Disclosure of relationship: The contributors of this report have disclosed that they have no financial interest, relationship, affiliation, or other association with any organization that might represent a conflict of interest. In addition, this report does not contain any discussion of unlabeled use of commercial products or products for investigational use.

Abstract

Objective: Public health surveillance systems that monitor daily disease incidence provide valuable information about threats to public health and enable public health authorities to detect enteric outbreaks rapidly. This report describes the INtegrated Forecasts and EaRly eNteric Outbreak (INFERNO) detection system of algorithms for outbreak detection and forecasting.

Methods: INFERNO incorporates existing knowledge of infectious disease epidemiology into adaptive forecasts and uses the concept of an outbreak signature as a composite of disease epidemic curves.

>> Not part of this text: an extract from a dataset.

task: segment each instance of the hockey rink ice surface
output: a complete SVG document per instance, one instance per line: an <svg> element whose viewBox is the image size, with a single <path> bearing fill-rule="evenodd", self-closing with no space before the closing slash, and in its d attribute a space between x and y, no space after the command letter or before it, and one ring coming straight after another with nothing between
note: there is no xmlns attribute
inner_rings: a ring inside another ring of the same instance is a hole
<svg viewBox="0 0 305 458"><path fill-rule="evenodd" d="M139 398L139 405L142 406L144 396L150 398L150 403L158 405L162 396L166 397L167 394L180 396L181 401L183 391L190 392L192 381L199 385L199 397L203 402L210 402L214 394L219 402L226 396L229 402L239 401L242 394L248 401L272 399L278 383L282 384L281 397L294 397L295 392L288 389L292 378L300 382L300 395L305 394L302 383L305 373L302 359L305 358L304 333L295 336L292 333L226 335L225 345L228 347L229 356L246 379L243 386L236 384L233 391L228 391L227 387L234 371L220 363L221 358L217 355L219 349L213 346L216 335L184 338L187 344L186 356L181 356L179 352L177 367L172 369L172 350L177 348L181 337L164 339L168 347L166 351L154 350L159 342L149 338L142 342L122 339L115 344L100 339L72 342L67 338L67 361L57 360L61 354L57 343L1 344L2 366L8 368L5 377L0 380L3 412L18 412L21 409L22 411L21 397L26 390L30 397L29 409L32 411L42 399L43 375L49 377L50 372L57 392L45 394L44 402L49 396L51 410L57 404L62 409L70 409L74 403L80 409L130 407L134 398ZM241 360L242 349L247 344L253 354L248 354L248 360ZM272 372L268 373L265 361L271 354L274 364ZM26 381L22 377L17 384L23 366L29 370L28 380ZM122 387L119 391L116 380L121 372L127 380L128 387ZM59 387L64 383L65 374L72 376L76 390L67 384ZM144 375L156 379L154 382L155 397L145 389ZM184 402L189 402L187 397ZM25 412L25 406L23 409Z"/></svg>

Results: Four main components comprise the system: 1) training, 2) warning and flagging, 3) signature forecasting, and 4) evaluation. The unifying goal of the system is to gain insight into the nature of temporal variations in the incidence of infection. Daily collected records are smoothed initially by using a loess-type smoother. Upon receipt of new data, the smoothing is updated; estimates are made of the first two derivatives of the smoothed curve, which are used for near-term forecasting. Recent data and near-term forecasts are used to compute a fivelevel, color-coded warning index to quantify the level of concern. Warning algorithms are designed to balance false detection of an epidemic (Type I errors) with failure to correctly detect an epidemic (Type II errors). If the warning index signals a sufficiently high probability of an epidemic, the fitting of a gamma-based signature curve to the actual data produces a forecast of the possible size of the outbreak.

Conclusion: Although the system is under development, its potential has been demonstrated through successful use of emergency department records associated with a substantial waterborne outbreak of cryptosporidiosis that occurred in Milwaukee, Wisconsin, in 1993. Prospects for further development, including adjustment for seasonality and reporting delays, are also outlined.

Introduction

Daily disease monitoring through public health surveillance systems provides valuable information about threats to public health. Substantial outbreaks can be caused by emerging new pathogens (e.g., Severe Acute Respiratory Syndrome and West Nile virus) and evolving well-known ones (e.g., cryptosporidiosis). Modern surveillance systems require efficient statistical tools for early detection of rapid changes in disease incidence and forecasting the extent of an outbreak, and more rigorous methodology is needed (1,2). Such tools should accommodate vital features of surveillance data that relate to the nature of diseases, their etiology and epidemiology, and characteristic properties of the data. For example, seasonal patterns of diseases should be considered in outbreak detection algorithms, potential reporting delays should be taken into account in estimating the size of the infected population, and appropriate adjustments should be made in outbreak-detection and forecasting algorithms.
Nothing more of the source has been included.